Message history is preserved across the fallback hop — the fallback model continues the conversation, it does not restart it.

Observability via hooks

Use the MODEL_FALLBACK_TRIGGERED hook event to log or alert when a fallback occurs:

Python
from pydantic_deep import create_deep_agent
from pydantic_deep.capabilities.hooks import Hook, HookEvent, HookInput, HookResult

async def on_fallback(inp: HookInput) -> HookResult:
    primary = inp.tool_input["primary"]
    fallback = inp.tool_input["fallback"]
    print(f"Model fallback: {primary}{fallback} (error: {inp.tool_error})")
    return HookResult()

agent = create_deep_agent(
    model="anthropic:claude-sonnet-4-6",
    fallback_model="anthropic:claude-haiku-4-5-20251001",
    hooks=[Hook(event=HookEvent.MODEL_FALLBACK_TRIGGERED, handler=on_fallback)],
)

The HookInput payload for this event:

Field Value
tool_input["primary"] Name of the primary model
tool_input["fallback"] Name of the first fallback in the chain (see limitation below)
tool_error The stringified error message (str(exc)) — not the exception object itself

Limitations and caveats

The fallback field in the hook payload is static. For a chain [A, B, C], the hook reports fallback=A regardless of which hop is currently in flight (A→B, B→C, etc.). It identifies the chain, not the specific hop. If you need per-hop telemetry, inspect tool_error and your provider's own observability instead.

Costs accumulate across the chain. Each model in the chain bills separately. The CostTracking capability sums tokens and USD per-run across all models, and cost_budget_usd is enforced against the cumulative total — fallbacks do not get a separate budget.

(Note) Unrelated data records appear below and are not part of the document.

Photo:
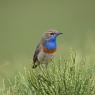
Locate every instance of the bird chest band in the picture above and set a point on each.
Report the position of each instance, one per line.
(45, 50)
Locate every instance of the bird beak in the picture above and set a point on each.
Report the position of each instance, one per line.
(59, 33)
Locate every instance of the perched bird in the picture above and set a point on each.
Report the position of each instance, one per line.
(46, 48)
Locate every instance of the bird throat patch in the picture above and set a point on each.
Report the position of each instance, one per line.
(48, 51)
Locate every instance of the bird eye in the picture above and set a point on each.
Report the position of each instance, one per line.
(51, 33)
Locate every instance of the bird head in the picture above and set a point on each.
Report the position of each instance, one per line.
(51, 34)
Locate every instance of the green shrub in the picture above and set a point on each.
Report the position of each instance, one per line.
(66, 76)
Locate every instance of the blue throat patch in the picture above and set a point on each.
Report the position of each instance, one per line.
(50, 43)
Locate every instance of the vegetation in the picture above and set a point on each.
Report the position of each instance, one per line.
(66, 76)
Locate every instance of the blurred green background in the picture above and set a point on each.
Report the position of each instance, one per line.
(22, 23)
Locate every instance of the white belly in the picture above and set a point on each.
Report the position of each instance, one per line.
(44, 58)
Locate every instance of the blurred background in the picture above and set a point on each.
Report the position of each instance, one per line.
(22, 23)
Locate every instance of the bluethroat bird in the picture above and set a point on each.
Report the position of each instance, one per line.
(46, 48)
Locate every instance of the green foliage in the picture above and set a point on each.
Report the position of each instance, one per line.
(66, 76)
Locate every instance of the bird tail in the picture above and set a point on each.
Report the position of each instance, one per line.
(34, 66)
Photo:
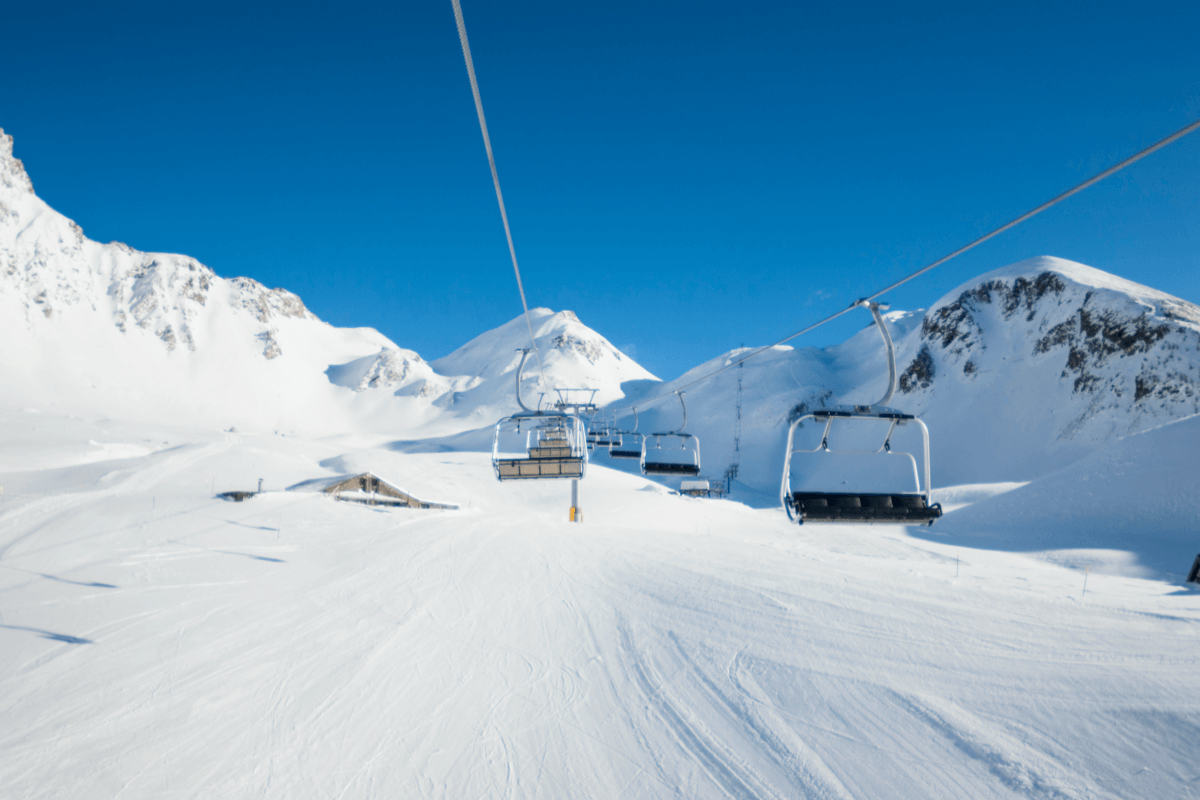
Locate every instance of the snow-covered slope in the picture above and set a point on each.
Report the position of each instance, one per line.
(105, 329)
(1129, 506)
(156, 642)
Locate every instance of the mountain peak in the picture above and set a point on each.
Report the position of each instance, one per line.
(12, 172)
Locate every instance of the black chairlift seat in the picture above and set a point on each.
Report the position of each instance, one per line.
(822, 506)
(659, 468)
(897, 507)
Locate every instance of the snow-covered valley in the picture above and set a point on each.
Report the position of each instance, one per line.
(156, 641)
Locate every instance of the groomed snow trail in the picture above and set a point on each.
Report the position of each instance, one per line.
(159, 643)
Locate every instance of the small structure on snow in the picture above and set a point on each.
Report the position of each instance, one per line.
(699, 488)
(371, 489)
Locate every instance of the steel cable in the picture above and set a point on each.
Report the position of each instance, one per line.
(496, 180)
(1141, 154)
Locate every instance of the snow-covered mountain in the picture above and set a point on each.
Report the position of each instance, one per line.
(1017, 372)
(106, 329)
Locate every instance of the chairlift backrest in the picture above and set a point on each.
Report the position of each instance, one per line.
(907, 506)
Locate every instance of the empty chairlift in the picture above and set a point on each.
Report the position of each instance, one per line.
(904, 506)
(627, 444)
(538, 445)
(673, 452)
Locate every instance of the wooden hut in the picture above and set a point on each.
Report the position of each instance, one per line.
(371, 489)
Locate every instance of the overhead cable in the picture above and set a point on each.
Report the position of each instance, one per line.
(496, 179)
(1096, 179)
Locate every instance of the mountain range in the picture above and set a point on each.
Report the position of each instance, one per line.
(1018, 372)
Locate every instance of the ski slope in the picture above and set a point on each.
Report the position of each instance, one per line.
(156, 642)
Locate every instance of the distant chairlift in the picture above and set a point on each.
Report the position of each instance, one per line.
(673, 452)
(627, 444)
(899, 507)
(537, 444)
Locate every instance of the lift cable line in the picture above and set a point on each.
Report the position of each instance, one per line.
(865, 301)
(496, 179)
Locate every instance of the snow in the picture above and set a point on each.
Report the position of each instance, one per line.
(156, 641)
(160, 642)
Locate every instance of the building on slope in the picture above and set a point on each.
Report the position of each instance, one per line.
(372, 489)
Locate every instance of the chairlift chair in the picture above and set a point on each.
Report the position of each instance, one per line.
(628, 444)
(553, 444)
(673, 452)
(907, 507)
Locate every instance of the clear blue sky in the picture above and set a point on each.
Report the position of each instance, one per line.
(687, 176)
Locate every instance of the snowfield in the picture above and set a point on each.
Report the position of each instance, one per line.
(156, 642)
(159, 642)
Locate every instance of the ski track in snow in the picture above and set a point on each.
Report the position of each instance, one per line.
(669, 647)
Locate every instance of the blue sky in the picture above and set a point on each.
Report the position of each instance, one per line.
(687, 176)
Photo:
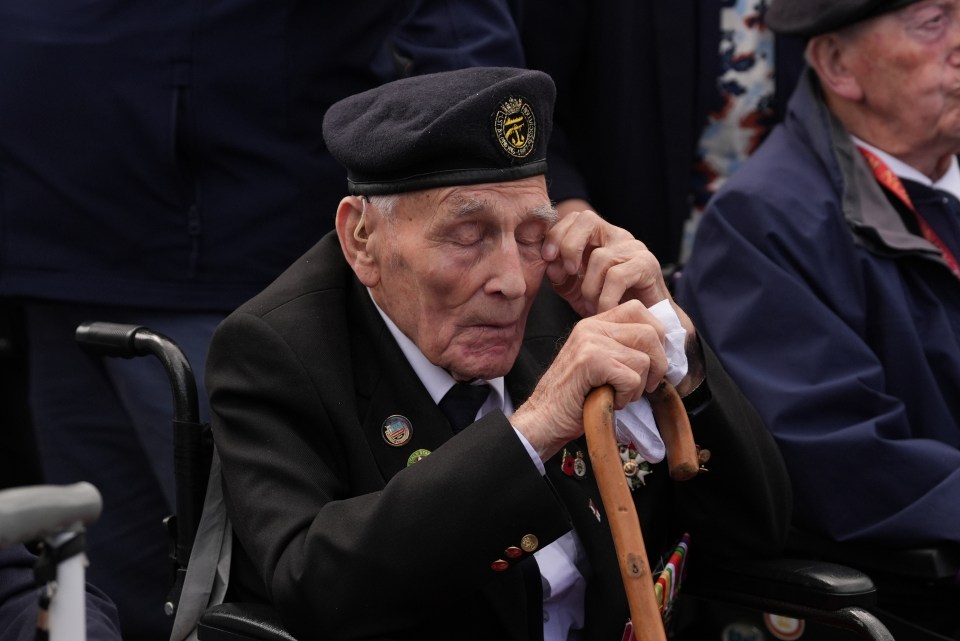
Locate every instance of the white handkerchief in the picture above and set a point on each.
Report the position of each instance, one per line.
(635, 423)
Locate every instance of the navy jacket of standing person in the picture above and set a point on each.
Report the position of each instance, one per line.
(358, 512)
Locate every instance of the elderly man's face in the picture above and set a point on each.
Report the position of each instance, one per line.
(459, 268)
(908, 64)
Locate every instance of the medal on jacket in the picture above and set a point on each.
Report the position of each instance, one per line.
(573, 465)
(635, 467)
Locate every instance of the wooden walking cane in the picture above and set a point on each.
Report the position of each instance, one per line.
(598, 421)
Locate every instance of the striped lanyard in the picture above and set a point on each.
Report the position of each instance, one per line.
(888, 179)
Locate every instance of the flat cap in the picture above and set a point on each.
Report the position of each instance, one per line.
(469, 126)
(813, 17)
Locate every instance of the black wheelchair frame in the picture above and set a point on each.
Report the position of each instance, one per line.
(834, 595)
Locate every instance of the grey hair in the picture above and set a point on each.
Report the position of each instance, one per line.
(385, 204)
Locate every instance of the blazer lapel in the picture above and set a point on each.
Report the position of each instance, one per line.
(390, 396)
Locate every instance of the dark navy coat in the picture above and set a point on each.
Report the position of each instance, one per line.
(842, 326)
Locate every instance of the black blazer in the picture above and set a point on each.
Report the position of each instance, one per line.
(349, 541)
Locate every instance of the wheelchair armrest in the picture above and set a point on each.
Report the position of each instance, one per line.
(784, 585)
(242, 622)
(826, 593)
(931, 563)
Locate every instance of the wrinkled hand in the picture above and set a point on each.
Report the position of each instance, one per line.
(622, 346)
(595, 265)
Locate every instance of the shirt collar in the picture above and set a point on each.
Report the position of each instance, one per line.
(949, 182)
(436, 379)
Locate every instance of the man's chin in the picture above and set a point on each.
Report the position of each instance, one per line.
(487, 365)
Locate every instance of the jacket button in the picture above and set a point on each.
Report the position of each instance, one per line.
(529, 543)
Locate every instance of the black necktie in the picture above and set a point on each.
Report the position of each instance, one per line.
(462, 402)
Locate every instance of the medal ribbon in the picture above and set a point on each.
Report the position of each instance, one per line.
(891, 181)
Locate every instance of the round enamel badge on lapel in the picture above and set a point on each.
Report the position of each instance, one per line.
(417, 456)
(397, 430)
(515, 127)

Auth error detection is substring-based. The filter looks for 401, 403, unauthorized, forbidden (case-insensitive) in the exception message. A provider that surfaces auth failures with a different phrasing would currently fall through to the next model. If you observe this, open an issue with the exception message.

Fallback does not change the agent's model name. agent.model reports the FallbackModel wrapper. To know which underlying model handled a particular response, consult provider-level telemetry or the MODEL_FALLBACK_TRIGGERED hook.